Don Augusto espera su momento y luego capta la atención del público, compuesto por unos 30 internados, con un discurso experimentado que conlleva episodios cruentos de su vida, reflexiones existenciales, fe y un poco de mística. Se desahoga a través de sus cuentos y, casi siempre, se pasa de los 15 minutos de tiempo que cada paciente debería tener.
Don Augusto es un tipo temperamental, sufre derrumbamientos emocionales y por eso toma antidepresivos. Sin embargo, la imagen jactanciosa de viejo león enjaulado se desvanece a la hora de hablar con él en privado. Es un hombre sensible que cada mañana sale a pasear al parque de la colonia, ubicada cerca del sitio arqueológico de Kaminal Juyú, aprovechando el tiempo para reflexionar: es su auto-terapia. Contrario a la mayoría de sus compañeros, ya no le tiene miedo a la soledad. Lleva años en terapia psicológica y psiquiátrica pagada por su familia en . Conserva celosamente un cuaderno donde apunta sus reflexiones y las indicaciones de sus médicos.

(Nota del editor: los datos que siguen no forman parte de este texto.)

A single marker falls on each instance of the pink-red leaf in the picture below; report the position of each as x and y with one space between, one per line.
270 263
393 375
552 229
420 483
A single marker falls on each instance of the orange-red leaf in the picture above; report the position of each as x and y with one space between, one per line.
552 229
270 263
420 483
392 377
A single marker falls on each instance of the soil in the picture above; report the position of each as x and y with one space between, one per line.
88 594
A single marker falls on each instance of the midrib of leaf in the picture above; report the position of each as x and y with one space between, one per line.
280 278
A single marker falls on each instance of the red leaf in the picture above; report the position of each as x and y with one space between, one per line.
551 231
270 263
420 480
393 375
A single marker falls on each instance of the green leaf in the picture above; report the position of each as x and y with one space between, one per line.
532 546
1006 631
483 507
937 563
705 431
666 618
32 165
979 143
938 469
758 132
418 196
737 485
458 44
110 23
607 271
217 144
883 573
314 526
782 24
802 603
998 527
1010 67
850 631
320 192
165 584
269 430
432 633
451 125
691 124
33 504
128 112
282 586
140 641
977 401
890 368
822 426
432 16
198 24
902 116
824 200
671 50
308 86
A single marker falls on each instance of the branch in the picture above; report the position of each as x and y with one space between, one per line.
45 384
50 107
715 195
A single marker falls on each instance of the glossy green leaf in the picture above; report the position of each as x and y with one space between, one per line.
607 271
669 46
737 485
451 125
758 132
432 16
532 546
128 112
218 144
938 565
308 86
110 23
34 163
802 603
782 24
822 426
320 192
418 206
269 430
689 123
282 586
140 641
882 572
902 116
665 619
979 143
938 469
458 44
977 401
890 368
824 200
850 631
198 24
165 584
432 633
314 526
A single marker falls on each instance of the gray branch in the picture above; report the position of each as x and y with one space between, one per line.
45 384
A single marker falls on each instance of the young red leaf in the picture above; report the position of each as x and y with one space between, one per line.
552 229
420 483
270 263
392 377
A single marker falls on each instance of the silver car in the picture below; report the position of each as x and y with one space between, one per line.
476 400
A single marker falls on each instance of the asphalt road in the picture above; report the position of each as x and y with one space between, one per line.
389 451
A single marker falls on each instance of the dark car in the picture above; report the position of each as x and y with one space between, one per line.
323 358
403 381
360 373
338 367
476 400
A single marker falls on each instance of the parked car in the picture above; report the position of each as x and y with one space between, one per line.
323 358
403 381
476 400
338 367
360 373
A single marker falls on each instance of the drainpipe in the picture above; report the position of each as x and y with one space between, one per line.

Ha sido víctima de sus emociones toda la vida y ahora sostiene que “las emociones las voy a tener toda la vida y yo ya no las quiero controlar, sino nivelar, porque una emoción demasiado controlada se me puede escapar”. En su cuaderno logro ojear: “la sensibilidad se caracteriza por despertar un sentimiento de pena y dolor y es altamente frágil”.
Es una incógnita saber cuántas de las personas en “Zoila Esperanza” se recuperarán; tampoco se sabe cómo seguirá sosteniéndose una institución que depende de la ayuda de los otros. Es este el refugio de los que, al final, no temen mostrar su más frágil y profunda humanidad, es el rincón de los que comparten sus derrotas; le dan nombre a sus debilidades y, con valor, las enfrentan.